If you create a trust and transfer money into it (you are the settlor) and if you are also the beneficiary, the courts were saying the trust is essentially you. I don’t think it mattered if you were not the trustee but in these trusts, you are also often the trustee or co-trustee.
At the time, the thing you could not do is create a self-settled trust and expect asset protection. That is, if you set up the Igloo Trust and put 80% of your assets in it and you are the trustee and potential beneficiary, if there are claims against you, a court will more than likely rule that the assets are yours. If someone wins a claim against you, the judge is looking for a way to enforce and can declare that the trust is you and can create substantial pressure on you or your trustee to have the trust pay the damages you have lost. A judge could even put you in jail for contempt, I believe. Hence, such a trust would not provide protection against a law suit and I doubt it would shield the assets from Medicaid (require you to spend them before Medicaid kicks in). Not an expert on the latter.

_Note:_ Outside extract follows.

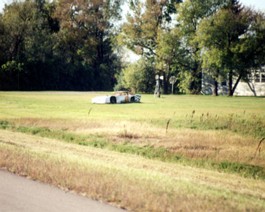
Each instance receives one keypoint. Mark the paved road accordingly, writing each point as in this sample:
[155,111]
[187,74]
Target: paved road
[18,194]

There are steps you can take to strengthen your trust (e.g., the assets and trustee are in a different jurisdiction) or can be transferred to different jurisdictions by the trustee at will. The trust can put the assets into an LLC in a jurisdiction like Nevis whose laws specify that the only legal remedy to a judgment against the LLC is a charging order (when the manager of the LLC decides to distribute capital, the creditor gets its share). This would happen in a creditor-unfriendly jurisdiction like Nevis. Similarly, the manager could be an International Business Corporation in a creditor unfriendly jurisdiction (Caymans, BVI, etc.). None of these prevent a judge from piercing the trust, but they would make it much more expensive for a creditor to enforce.
Since I looked at this, a number of additional states set up laws allowing for DAPTs in their state. I don’t know if the new state laws solve the problems that judges in practice found ways to get around. There are other ways that can achieve the goals of asset protection and estate planning better, I believe, than a self-settled trust. But, they require special circumstances that give them much stronger protection against a judge who wants to pierce the veil.
That’s exactly what I mean. It won’t be mine. We have a Generation Skipping trust set up a long time ago. Mismanaged and lost value. Now it is too small to interest any decent firm to take it on. I could gift to reach the minimum threshold. I am not a beneficiary. Great it can be done. Thank you!
I agree with lowering tax exemptions. We should not perpetuate wealth. It used to be $650,000.